### Wojciech Zaremba, Ilya Sutskever

This paper uses RNNs (also called Tree Neural Networks) variant LSTMs to execute small programs by evaluating symbolic mathematical expressions and logical formulas.

These programs are easy to solve by a human however the computer needs to understand what `print`, `+`, `12` and other such characters mean, when not in a programming environment. The system has not been taught the operators or anything about their combination beforehand. The above task is addition. Another task is the memorization task in which the order of numbers presented has to be remembered. These programs are limited by length and the complexity of the operation. The only output produced is numerical. The execution must be linear in time and use constant memory as this makes the task solvable by the constraints of an LSTM.

The difficulty is measured by the length of the inputs. All programs have both numbers of the same length such that the length is chosen uniformly from [1,10^length]. It was noticed that adding number of the same length is simpler than adding numbers of different lengths as the model does not need to align the numbers.

Given an input of one long sequence of numbers, replicate this number in the output. The memorization task uses the following tricks:

1. Reverse the input sequence

• The distance between the input digits and their targets does not change but this introduces short term dependencies that make it easier for the LSTM to learn.
2. Replicate the input sequence or input doubling

• The input sequence is presented twice. The output remains unchanged. It does not affect the probabilistic perspective of an RNN but it gives the LSTM the opportunity to correct any mistake it had made while learning the first sequence.

### Curriculum learning

This was introduced by Yoshua Bengio, Jerome Louradour, Ronan Collobert, Jason Weston.
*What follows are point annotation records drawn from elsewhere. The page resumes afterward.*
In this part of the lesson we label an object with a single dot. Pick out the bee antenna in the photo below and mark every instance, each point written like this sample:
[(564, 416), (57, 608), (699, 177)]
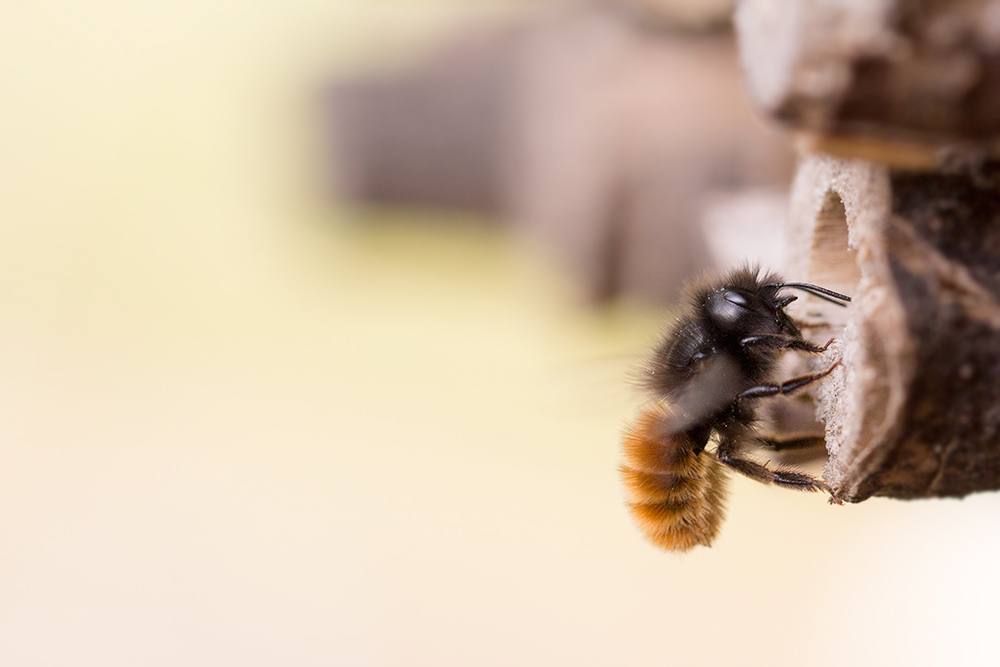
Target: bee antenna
[(818, 292)]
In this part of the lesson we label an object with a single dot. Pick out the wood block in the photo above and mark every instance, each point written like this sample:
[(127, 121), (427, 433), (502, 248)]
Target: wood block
[(891, 69), (913, 409)]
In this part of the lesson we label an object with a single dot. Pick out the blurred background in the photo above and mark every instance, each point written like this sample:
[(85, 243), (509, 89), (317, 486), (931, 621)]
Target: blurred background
[(318, 319)]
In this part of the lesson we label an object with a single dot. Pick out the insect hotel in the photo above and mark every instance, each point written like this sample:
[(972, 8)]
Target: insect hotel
[(896, 201)]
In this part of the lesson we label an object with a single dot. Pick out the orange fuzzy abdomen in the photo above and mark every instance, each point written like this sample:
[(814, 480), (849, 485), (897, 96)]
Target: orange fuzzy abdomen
[(675, 496)]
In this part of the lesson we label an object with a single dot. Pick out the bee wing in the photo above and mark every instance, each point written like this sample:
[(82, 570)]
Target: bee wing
[(715, 385)]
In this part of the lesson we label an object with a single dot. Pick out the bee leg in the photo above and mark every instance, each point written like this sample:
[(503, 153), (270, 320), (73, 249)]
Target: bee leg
[(784, 443), (728, 454), (786, 387)]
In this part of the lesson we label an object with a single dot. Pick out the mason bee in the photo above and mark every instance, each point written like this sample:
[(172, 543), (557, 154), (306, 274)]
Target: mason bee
[(705, 376)]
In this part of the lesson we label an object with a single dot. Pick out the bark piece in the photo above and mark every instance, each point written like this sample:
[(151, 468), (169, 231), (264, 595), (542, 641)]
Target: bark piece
[(913, 409), (924, 70)]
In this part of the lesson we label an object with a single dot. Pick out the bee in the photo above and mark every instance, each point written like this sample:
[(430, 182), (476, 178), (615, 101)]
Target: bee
[(705, 377)]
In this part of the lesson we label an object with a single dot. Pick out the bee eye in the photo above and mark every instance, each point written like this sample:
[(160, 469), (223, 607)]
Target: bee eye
[(736, 299)]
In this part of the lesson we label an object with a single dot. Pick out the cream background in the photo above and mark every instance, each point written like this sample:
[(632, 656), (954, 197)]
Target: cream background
[(241, 425)]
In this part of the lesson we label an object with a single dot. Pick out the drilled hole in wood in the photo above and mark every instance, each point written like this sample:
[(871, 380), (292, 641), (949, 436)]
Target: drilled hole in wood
[(831, 264)]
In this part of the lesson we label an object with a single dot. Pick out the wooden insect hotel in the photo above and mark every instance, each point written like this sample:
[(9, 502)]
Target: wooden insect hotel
[(896, 201)]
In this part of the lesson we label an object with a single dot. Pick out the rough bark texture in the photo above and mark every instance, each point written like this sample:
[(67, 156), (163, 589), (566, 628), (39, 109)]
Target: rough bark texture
[(913, 409), (893, 69)]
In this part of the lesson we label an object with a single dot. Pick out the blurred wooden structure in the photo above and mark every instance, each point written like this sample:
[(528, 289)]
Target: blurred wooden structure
[(897, 202), (597, 131)]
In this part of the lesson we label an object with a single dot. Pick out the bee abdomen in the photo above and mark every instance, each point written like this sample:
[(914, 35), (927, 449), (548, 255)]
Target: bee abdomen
[(674, 495)]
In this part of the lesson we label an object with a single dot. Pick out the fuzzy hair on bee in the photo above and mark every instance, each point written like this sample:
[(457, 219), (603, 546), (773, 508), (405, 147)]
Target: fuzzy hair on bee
[(704, 379)]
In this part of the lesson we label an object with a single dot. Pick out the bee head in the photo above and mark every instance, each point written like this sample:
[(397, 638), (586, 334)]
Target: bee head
[(735, 311)]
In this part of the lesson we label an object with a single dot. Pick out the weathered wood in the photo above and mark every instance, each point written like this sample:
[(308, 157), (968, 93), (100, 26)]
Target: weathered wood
[(913, 409), (915, 70), (595, 134)]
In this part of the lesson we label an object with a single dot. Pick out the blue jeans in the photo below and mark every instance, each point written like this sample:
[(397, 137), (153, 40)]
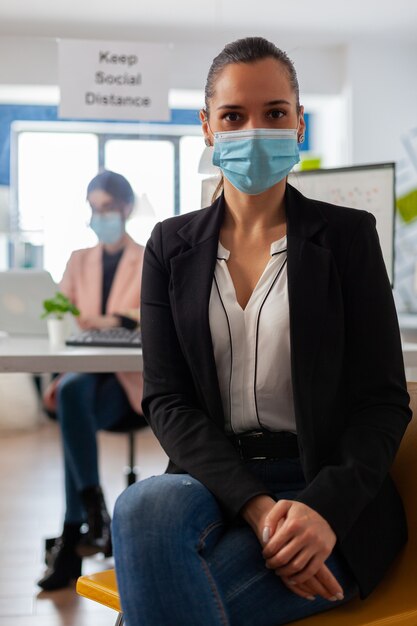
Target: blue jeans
[(86, 403), (180, 563)]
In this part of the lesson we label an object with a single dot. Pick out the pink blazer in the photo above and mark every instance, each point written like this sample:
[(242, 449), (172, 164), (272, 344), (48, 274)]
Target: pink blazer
[(82, 284)]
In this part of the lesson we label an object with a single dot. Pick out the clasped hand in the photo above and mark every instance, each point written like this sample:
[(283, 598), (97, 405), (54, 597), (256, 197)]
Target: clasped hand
[(296, 543)]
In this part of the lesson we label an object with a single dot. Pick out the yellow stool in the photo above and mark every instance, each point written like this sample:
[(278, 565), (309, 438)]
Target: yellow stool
[(394, 602), (102, 587)]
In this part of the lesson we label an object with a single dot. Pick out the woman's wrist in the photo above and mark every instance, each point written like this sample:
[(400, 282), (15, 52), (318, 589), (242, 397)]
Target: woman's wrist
[(255, 511)]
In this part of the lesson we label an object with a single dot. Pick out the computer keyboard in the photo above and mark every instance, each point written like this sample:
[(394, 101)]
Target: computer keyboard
[(109, 337)]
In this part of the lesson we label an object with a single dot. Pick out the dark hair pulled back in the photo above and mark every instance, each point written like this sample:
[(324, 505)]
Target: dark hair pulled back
[(114, 184), (249, 50)]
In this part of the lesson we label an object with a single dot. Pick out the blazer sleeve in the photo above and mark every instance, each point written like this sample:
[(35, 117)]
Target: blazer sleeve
[(376, 398), (190, 438)]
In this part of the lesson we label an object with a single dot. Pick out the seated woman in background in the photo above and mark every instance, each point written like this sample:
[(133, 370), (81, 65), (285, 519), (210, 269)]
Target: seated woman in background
[(104, 283)]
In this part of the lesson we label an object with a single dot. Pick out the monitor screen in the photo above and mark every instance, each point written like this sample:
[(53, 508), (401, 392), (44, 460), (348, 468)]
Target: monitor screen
[(369, 187)]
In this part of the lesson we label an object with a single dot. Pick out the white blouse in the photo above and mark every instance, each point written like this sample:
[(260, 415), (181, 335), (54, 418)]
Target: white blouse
[(252, 347)]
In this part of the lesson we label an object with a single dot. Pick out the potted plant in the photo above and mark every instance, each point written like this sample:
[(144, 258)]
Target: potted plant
[(57, 310)]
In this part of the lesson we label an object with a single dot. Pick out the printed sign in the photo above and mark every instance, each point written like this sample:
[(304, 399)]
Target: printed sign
[(114, 80)]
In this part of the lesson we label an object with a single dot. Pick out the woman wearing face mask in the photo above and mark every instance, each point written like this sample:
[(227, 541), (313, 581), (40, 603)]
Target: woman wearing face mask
[(273, 379), (104, 283)]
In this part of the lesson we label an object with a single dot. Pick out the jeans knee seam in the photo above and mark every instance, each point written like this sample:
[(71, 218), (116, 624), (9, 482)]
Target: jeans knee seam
[(223, 616), (206, 532)]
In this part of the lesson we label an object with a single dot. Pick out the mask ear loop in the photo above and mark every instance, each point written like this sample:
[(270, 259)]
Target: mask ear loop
[(206, 139)]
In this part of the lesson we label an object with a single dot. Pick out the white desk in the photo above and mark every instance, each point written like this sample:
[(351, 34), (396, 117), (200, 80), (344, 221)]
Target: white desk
[(34, 355), (26, 354)]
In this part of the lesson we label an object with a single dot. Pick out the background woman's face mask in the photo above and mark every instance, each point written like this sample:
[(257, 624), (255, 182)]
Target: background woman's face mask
[(255, 160), (109, 227)]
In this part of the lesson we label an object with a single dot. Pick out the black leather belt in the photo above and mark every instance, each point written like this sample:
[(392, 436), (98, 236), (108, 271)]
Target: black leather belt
[(264, 444)]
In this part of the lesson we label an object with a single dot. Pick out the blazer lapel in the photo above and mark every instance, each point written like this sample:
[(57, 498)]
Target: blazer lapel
[(308, 279), (127, 271), (192, 275), (92, 282)]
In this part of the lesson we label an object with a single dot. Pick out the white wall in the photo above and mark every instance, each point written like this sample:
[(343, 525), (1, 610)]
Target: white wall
[(383, 99)]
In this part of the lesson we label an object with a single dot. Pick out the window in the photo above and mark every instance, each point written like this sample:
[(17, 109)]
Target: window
[(52, 163)]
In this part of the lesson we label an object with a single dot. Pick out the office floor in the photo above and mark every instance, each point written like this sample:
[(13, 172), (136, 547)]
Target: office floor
[(31, 508)]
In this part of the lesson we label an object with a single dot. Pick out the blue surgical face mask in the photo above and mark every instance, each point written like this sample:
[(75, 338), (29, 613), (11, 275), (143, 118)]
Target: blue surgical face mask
[(108, 227), (255, 160)]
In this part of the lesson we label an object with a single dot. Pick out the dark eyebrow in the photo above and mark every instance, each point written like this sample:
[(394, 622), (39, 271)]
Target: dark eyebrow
[(237, 106)]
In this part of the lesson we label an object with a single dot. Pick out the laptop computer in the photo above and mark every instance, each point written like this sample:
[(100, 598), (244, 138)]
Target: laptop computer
[(22, 292)]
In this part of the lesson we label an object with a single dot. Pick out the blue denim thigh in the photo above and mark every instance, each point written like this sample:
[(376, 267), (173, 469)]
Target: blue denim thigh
[(160, 527), (179, 563)]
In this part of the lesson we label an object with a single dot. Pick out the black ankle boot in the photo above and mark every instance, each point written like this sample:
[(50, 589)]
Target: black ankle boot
[(64, 564), (98, 537)]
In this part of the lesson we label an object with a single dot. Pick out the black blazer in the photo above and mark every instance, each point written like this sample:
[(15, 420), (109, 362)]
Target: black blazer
[(351, 402)]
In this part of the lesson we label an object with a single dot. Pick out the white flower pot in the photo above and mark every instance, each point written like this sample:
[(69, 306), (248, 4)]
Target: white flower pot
[(58, 331)]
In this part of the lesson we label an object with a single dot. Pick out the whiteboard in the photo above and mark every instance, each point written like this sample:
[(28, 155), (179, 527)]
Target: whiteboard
[(369, 187)]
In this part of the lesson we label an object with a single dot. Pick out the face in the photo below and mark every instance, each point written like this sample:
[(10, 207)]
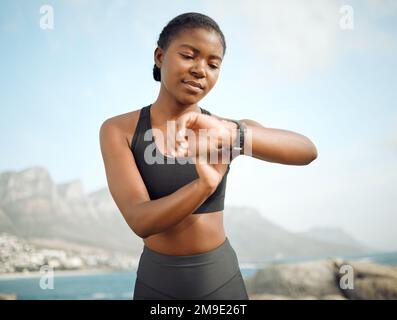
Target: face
[(190, 65)]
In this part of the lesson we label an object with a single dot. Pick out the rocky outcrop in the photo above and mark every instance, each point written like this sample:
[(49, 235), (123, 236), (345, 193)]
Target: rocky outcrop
[(32, 205), (323, 280)]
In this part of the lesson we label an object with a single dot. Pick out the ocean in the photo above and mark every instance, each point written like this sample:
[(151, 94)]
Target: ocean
[(112, 285)]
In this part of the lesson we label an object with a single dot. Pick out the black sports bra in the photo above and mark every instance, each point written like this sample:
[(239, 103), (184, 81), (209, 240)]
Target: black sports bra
[(162, 177)]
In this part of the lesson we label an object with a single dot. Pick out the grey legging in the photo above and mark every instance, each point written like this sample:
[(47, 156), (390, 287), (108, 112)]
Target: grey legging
[(211, 275)]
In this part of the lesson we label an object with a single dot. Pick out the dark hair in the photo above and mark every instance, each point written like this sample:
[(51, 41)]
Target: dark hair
[(189, 20)]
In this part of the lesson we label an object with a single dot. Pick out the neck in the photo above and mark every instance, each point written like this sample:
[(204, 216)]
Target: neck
[(166, 107)]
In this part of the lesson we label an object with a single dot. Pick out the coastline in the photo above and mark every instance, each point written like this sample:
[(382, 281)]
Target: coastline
[(59, 273)]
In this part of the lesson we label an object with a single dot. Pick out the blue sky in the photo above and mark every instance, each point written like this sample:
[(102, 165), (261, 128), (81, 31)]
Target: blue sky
[(288, 65)]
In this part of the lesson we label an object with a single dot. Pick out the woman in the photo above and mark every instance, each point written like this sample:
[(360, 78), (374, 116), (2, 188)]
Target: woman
[(175, 206)]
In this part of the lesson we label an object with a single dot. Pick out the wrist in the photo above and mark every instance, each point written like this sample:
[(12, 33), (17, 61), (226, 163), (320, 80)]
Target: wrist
[(231, 133)]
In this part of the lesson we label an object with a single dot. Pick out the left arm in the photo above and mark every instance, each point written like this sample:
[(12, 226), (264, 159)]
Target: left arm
[(275, 145)]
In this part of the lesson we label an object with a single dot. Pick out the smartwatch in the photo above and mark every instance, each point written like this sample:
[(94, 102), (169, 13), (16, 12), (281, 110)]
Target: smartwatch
[(238, 144)]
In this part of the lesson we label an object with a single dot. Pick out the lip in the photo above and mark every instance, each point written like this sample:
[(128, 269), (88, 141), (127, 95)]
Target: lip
[(194, 86)]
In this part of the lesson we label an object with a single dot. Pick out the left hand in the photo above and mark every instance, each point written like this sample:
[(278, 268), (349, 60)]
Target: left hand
[(200, 134)]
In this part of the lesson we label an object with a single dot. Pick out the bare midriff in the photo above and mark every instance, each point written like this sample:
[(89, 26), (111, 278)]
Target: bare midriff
[(197, 233)]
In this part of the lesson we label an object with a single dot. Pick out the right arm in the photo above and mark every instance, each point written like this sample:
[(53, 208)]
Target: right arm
[(144, 216)]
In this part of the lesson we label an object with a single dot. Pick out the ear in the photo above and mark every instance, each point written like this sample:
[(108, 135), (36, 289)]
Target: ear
[(158, 57)]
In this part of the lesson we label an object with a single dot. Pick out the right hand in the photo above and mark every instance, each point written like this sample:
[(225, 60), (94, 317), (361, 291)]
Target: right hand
[(210, 174)]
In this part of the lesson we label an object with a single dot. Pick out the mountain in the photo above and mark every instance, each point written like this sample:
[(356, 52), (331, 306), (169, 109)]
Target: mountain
[(332, 235), (33, 206), (253, 236)]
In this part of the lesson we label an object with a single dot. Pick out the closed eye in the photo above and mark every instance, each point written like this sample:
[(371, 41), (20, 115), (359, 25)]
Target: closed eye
[(186, 56)]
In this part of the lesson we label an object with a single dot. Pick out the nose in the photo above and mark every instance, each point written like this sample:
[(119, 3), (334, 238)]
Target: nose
[(198, 69)]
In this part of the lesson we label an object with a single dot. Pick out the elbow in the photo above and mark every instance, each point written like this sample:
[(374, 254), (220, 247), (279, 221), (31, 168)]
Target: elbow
[(139, 230), (137, 225), (311, 155)]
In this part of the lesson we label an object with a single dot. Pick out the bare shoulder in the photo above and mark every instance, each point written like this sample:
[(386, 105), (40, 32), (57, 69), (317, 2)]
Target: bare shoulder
[(123, 125)]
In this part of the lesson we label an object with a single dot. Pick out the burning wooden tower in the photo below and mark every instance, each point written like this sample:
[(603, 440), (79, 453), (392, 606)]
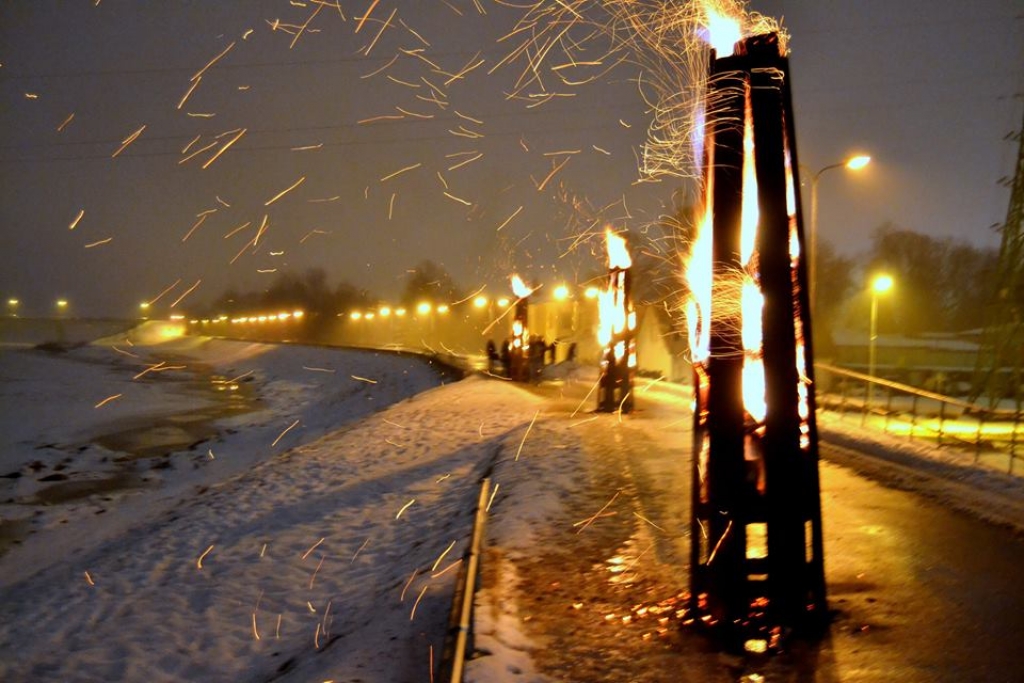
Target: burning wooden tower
[(757, 567), (519, 344), (616, 332)]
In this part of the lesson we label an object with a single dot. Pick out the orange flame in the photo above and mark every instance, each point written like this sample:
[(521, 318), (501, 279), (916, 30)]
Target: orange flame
[(752, 304), (619, 255), (723, 31), (614, 313), (519, 288), (698, 278)]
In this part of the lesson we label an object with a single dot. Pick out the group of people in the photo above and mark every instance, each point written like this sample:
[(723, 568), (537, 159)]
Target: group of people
[(523, 367)]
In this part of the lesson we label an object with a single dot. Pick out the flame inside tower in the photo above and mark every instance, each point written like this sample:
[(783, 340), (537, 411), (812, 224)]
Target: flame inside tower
[(757, 550)]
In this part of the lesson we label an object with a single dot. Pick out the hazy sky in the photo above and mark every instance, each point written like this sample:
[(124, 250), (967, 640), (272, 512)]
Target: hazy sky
[(396, 162)]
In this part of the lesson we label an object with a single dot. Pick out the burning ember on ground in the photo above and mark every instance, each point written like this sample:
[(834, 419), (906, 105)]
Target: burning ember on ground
[(756, 559), (616, 330)]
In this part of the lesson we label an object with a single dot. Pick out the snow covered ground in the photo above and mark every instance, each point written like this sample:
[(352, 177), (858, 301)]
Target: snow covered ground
[(309, 522), (313, 538)]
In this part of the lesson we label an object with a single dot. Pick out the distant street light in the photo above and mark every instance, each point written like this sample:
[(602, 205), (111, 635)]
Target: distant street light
[(880, 285), (853, 164)]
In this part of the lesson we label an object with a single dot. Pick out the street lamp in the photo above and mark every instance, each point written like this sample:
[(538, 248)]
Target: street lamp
[(880, 285), (853, 164)]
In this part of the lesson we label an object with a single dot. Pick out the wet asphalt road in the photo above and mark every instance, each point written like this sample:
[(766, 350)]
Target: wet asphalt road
[(919, 591)]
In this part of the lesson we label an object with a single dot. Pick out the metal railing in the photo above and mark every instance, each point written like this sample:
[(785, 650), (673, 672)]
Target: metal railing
[(901, 409)]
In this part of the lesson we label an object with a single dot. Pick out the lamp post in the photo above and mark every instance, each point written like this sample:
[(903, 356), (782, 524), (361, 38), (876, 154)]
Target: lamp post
[(854, 164), (880, 285)]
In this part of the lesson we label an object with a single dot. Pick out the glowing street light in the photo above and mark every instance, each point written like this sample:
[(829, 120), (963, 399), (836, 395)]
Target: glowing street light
[(852, 163), (880, 285)]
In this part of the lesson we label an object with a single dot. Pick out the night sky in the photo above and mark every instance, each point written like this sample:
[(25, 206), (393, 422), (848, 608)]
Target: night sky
[(396, 145)]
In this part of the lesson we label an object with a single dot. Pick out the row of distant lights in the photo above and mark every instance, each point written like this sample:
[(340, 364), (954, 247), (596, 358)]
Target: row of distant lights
[(425, 308), (560, 293), (295, 314)]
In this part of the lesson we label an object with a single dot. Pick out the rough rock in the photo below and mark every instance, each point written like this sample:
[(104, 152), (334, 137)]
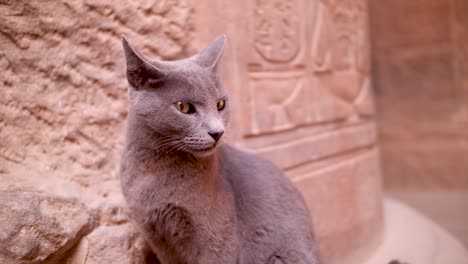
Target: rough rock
[(38, 228), (108, 245)]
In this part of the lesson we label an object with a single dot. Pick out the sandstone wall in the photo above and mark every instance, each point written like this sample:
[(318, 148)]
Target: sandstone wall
[(420, 67), (298, 76)]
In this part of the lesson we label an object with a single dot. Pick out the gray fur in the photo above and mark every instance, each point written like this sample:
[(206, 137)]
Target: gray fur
[(195, 199)]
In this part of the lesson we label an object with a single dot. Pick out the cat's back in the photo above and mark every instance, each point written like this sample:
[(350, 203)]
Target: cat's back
[(272, 216), (258, 180)]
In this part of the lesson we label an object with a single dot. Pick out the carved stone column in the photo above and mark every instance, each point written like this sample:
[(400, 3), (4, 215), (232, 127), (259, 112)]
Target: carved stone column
[(298, 74)]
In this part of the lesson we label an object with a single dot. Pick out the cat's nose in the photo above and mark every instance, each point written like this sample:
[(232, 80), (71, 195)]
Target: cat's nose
[(216, 135)]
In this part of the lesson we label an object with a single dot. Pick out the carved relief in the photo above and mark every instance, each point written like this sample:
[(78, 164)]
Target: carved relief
[(333, 83), (277, 29), (339, 51), (280, 101)]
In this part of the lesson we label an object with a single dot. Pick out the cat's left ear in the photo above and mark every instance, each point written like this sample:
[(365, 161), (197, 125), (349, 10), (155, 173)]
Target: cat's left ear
[(209, 57)]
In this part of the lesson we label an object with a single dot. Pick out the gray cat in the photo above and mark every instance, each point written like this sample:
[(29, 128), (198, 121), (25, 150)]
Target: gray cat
[(195, 199)]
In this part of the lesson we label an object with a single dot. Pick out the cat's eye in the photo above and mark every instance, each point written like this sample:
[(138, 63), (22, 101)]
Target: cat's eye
[(221, 104), (186, 108)]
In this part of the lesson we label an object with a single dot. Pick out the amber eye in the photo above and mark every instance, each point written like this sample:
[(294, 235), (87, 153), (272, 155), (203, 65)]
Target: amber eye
[(221, 104), (186, 108)]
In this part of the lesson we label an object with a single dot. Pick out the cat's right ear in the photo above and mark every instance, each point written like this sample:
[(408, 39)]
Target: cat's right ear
[(140, 71)]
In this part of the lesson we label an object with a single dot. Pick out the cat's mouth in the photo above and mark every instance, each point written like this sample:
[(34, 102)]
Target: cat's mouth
[(206, 151)]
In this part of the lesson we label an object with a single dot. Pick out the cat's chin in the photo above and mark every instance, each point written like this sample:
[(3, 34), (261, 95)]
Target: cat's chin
[(203, 153)]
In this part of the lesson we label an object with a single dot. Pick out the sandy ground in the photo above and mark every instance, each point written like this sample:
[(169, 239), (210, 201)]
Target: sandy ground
[(449, 209)]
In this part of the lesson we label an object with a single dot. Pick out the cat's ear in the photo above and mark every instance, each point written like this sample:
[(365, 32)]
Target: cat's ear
[(140, 71), (209, 57)]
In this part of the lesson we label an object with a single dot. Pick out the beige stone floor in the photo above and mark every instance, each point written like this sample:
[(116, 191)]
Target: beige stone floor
[(409, 237), (449, 209)]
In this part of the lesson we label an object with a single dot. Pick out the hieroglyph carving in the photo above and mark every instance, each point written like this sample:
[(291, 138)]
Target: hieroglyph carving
[(334, 77), (277, 29)]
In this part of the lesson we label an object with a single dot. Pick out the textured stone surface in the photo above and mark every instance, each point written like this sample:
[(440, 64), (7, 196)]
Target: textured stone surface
[(412, 238), (108, 245), (37, 228), (63, 95), (299, 79), (298, 76), (420, 63)]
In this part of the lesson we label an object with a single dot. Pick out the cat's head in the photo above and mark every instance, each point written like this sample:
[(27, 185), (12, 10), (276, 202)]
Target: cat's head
[(182, 102)]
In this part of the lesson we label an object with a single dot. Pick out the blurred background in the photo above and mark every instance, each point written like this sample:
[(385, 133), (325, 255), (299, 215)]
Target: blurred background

The generation and complexity of the programs is governed by two parameters:

1. length
• This describes the number of digits in the integers that appears in the program. The integers are chosen uniformly from [1,10^length]
• The range of `for` loops is uniformly chosen within the range [1,4*length]
2. nesting
• This describes the number of times it is allowed to combine the operations with each other. Higher values of nesting will give deeper parse trees.
• Larger value of nesting means a more difficult program which the LSTM might not be able to solve.

The program becomes intractable when these are large (enough). To learn to solve programs of given length = a and nesting = b, it is first necessary to be able to solve programs with length « a and nesting « b. The idea is of gradual learning, derived from the fact that humans and animals learn more when examples are presented in a meaningful order which illustrates gradually more concepts and then gradually more complex ones.

1. The baseline is with no curriculum learning. All training samples have length = a and nesting = b. This maintains the training and test same.

2. The naive curriculum strategy increases length by increments of 1 while keeping nesting constant. When progress stops, then length = 1 and nesting is increased by 1. Sometimes training like this performs worse than the baseline.

3. The mixed strategy is to pick a random length form [1, a] and random nesting from [1, b] for each sample. This gives a balanced mixture of easy and difficult examples so each training point has some amount of difficult or learning for the LSTM.

4. Then, the mixed and naive strategy can be mixed. The training points are either from the naive or the mixed strategy ensuring that this combined strategy has at least some difficult examples. Intuitively, I think this should always work better than the naive and sometimes work better than the mixed strategy and this is what is empirically observed.

### Bias from Benford’s law

The Benford’s law describes the distribution of first digits/leading digits in real life numerical datasets.

To ensure there is no bias from Benford’s law, there are several experiments which describe the distribution of different digits at different positions.

They use a standard LSTM.